Paxton noted in the letter that he recently launched his 15th border-related lawsuit against the administration.

“I look forward to our working together to hold accountable those who have destroyed our border and wreaked havoc on our communities,” he wrote.

Paxton echoed the Republican refrain that a lack of border security is allowing fentanyl to pour into the United States. Those on the other side cite statistics that indicate fentanyl is coming into the country chiefly through legal ports of entry and primarily being transported by U.S. citizens.

“Fentanyl is a very serious and urgent issue. It’s just not an immigration issue,” said Zach Mueller, political director for America’s Voice. “The fentanyl that is being trafficked in the United States comes through ports of entry, not with migrants seeking asylum.”

Texan Brandon Dunn testified at Wednesday’s hearing about how he co-founded the nonprofit Forever 15 Project after his 15-year-old son Noah died of illicit fentanyl poisoning on Aug. 21. Dunn said Noah was a sophomore at Johnson High School in Hays County, murdered by a drug dealer who was selling counterfeit Percocet pills.

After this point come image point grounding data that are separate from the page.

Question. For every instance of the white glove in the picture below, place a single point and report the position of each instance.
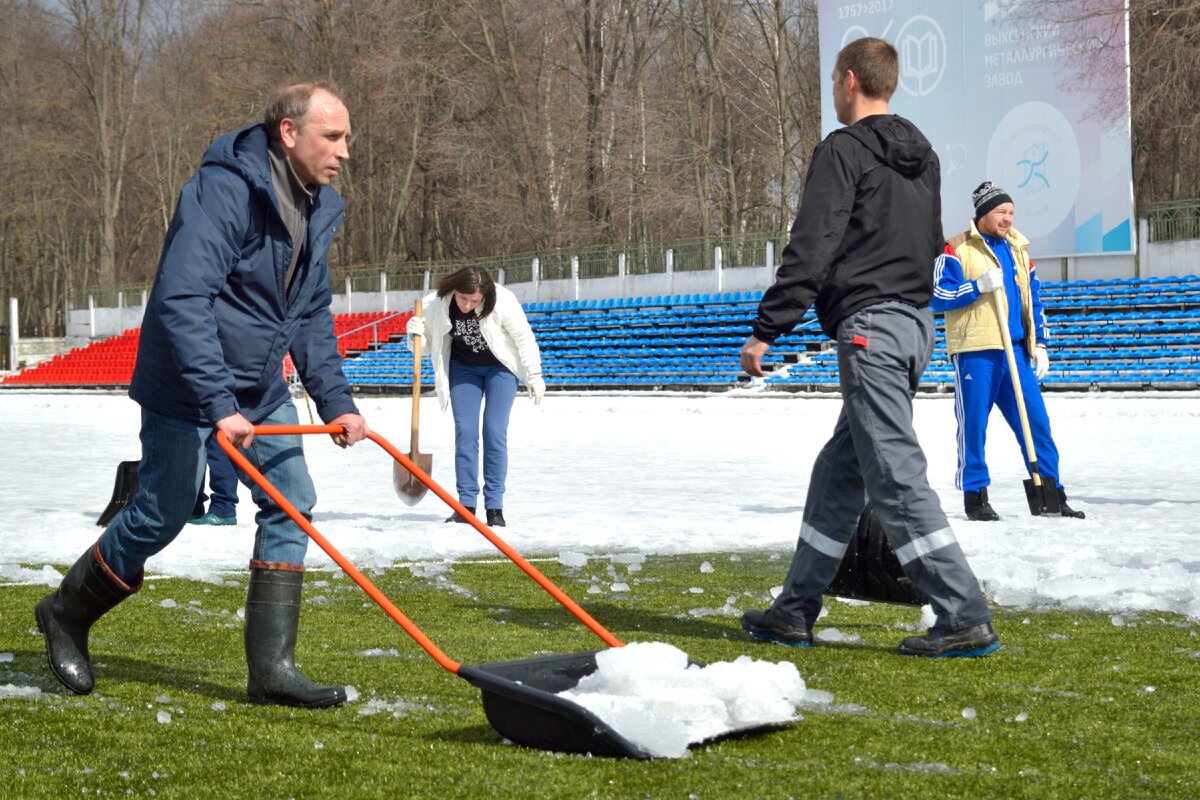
(415, 326)
(1041, 361)
(537, 388)
(990, 281)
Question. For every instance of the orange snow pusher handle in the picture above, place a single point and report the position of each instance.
(445, 661)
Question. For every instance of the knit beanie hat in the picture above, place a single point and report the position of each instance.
(987, 197)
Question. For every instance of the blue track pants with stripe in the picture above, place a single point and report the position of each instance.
(874, 455)
(981, 382)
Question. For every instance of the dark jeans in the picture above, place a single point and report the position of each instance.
(874, 453)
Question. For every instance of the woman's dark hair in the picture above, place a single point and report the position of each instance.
(292, 102)
(471, 280)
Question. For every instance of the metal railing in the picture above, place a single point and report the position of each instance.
(1175, 221)
(607, 260)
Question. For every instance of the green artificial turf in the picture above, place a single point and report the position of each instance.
(1074, 705)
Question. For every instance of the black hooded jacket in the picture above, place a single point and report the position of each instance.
(868, 230)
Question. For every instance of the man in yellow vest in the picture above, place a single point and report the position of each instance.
(993, 254)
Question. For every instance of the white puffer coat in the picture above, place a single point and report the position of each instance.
(505, 330)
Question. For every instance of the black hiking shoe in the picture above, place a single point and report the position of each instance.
(970, 643)
(763, 625)
(1066, 510)
(457, 517)
(977, 506)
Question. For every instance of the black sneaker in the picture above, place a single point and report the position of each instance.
(763, 625)
(1066, 510)
(459, 517)
(971, 643)
(977, 506)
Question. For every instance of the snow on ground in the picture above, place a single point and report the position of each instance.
(649, 475)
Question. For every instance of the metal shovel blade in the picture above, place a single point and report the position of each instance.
(408, 488)
(1043, 499)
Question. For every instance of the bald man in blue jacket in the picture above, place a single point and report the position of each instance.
(243, 282)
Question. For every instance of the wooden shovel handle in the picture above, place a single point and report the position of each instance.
(1001, 304)
(417, 380)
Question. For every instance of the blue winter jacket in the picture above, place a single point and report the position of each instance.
(220, 320)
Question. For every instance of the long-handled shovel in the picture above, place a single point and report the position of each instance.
(521, 698)
(408, 487)
(1043, 498)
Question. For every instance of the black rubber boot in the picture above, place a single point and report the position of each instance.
(64, 617)
(459, 517)
(273, 614)
(977, 506)
(1066, 510)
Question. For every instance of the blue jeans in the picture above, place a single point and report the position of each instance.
(468, 388)
(173, 461)
(222, 482)
(874, 455)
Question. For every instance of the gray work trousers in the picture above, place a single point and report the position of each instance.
(874, 455)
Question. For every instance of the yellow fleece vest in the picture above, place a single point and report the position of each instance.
(977, 326)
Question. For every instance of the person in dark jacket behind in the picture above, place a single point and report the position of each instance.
(243, 281)
(861, 246)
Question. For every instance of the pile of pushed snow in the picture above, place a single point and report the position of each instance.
(649, 695)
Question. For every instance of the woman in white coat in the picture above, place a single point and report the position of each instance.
(481, 346)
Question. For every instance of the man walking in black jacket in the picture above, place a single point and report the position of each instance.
(868, 228)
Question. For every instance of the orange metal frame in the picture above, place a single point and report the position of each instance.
(445, 661)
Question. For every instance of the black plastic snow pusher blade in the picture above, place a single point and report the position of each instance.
(124, 489)
(521, 702)
(871, 571)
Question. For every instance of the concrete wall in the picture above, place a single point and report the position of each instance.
(1153, 259)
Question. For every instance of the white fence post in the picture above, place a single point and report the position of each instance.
(13, 334)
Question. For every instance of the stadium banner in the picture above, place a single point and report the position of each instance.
(999, 94)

“Illicit fentanyl is primarily manufactured in Mexico by the drug cartels and smuggled through our southern border and it is true that most seizures happen at border checkpoints ... however, due to the lethality of this drug, any amount smuggled in a backpack, or a fanny pack, or even somebody’s pocket can be enough to kill thousands of people,” Dunn testified.

Casar is among the Democrats who have criticized the administration for some of its recent moves leaning into Title 42 and pushing new penalties for those who cross the border illegally.

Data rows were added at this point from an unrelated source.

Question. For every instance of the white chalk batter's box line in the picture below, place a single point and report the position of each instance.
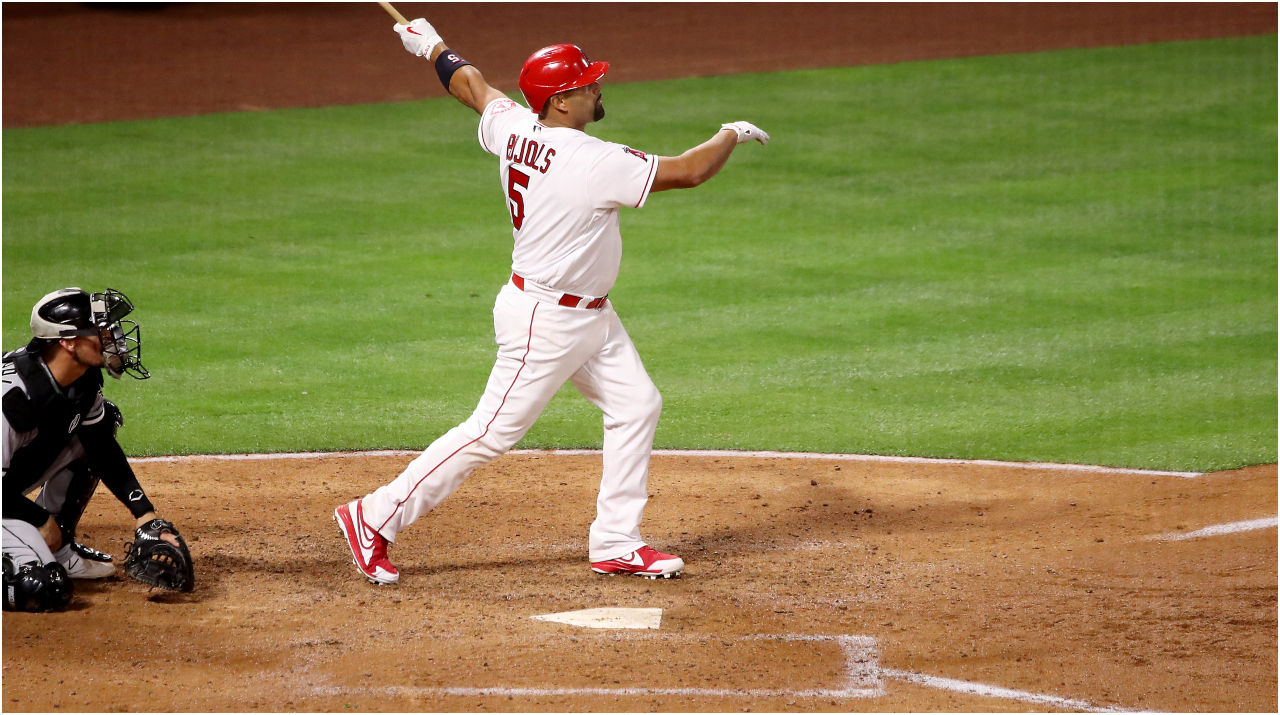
(863, 678)
(726, 453)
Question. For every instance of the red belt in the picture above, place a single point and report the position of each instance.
(567, 299)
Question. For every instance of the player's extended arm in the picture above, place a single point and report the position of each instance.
(704, 160)
(460, 77)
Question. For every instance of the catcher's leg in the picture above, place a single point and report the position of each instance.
(23, 544)
(616, 381)
(69, 484)
(32, 578)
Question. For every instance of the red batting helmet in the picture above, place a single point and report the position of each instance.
(556, 69)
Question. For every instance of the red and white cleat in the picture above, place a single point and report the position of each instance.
(366, 545)
(645, 562)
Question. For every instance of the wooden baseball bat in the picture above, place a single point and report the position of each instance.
(393, 13)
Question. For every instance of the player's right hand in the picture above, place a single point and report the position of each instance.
(419, 37)
(746, 132)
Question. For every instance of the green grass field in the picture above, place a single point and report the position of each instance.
(1065, 256)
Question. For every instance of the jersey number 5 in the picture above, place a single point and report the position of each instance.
(516, 178)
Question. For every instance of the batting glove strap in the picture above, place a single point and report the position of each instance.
(746, 132)
(419, 37)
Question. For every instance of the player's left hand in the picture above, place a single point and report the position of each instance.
(419, 37)
(746, 132)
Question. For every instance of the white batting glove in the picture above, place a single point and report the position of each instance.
(746, 132)
(419, 37)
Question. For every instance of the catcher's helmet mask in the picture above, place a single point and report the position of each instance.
(72, 312)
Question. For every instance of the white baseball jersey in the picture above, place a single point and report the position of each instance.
(563, 189)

Casar has praised the administration for opening new legal pathways for some migrants to enter the country but says get-tough aspects of the administration’s latest plans are a misguided response to conservative attacks that will never satisfy those critics.

“The far-right extremists in the Republican Party are not engaging in a policy debate,” Casar said. “They are not going to slow down their attacks on the administration just because the administration takes a harder line on immigration.”

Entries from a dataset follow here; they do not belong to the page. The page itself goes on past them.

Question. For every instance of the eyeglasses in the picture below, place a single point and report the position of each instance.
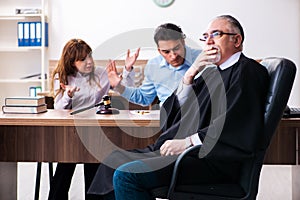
(214, 35)
(174, 50)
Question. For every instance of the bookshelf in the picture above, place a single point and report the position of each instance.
(18, 62)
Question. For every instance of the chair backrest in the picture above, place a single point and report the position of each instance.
(282, 74)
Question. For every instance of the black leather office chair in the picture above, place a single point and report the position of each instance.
(282, 72)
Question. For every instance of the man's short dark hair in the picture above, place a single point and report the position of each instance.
(168, 31)
(235, 23)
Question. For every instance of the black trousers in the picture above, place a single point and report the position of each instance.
(60, 184)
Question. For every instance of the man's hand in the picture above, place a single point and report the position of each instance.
(173, 147)
(130, 60)
(69, 89)
(204, 58)
(114, 78)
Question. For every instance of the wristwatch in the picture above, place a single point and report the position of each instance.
(163, 3)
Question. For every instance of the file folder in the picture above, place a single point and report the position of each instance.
(26, 30)
(38, 26)
(46, 34)
(32, 34)
(20, 34)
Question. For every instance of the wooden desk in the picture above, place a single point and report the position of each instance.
(57, 136)
(87, 137)
(285, 143)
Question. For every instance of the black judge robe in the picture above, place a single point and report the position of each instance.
(225, 108)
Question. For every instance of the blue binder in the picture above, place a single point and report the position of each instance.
(38, 26)
(32, 34)
(20, 34)
(46, 34)
(26, 30)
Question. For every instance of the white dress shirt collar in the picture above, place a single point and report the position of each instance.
(231, 60)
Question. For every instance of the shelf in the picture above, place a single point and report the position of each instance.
(20, 80)
(20, 16)
(20, 49)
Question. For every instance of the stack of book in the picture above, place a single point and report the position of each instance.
(25, 105)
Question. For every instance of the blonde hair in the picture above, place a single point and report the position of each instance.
(74, 50)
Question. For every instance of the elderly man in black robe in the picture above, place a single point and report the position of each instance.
(219, 104)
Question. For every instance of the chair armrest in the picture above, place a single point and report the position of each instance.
(177, 165)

Republicans aren’t backing off their critiques of the administration.

Sen. John Cornyn, R-Texas, this week said the new policies allow the administration to “roll out the welcome mat for tens of thousands of migrants” while making it appear the numbers have fallen.

Those new policies create a magnet for even more migrants to leave home for the United States, he said.

“‘The president hasn’t solved the problem,” Cornyn said. “He’s just swept it under the rug, and he’s arguably made it worse.”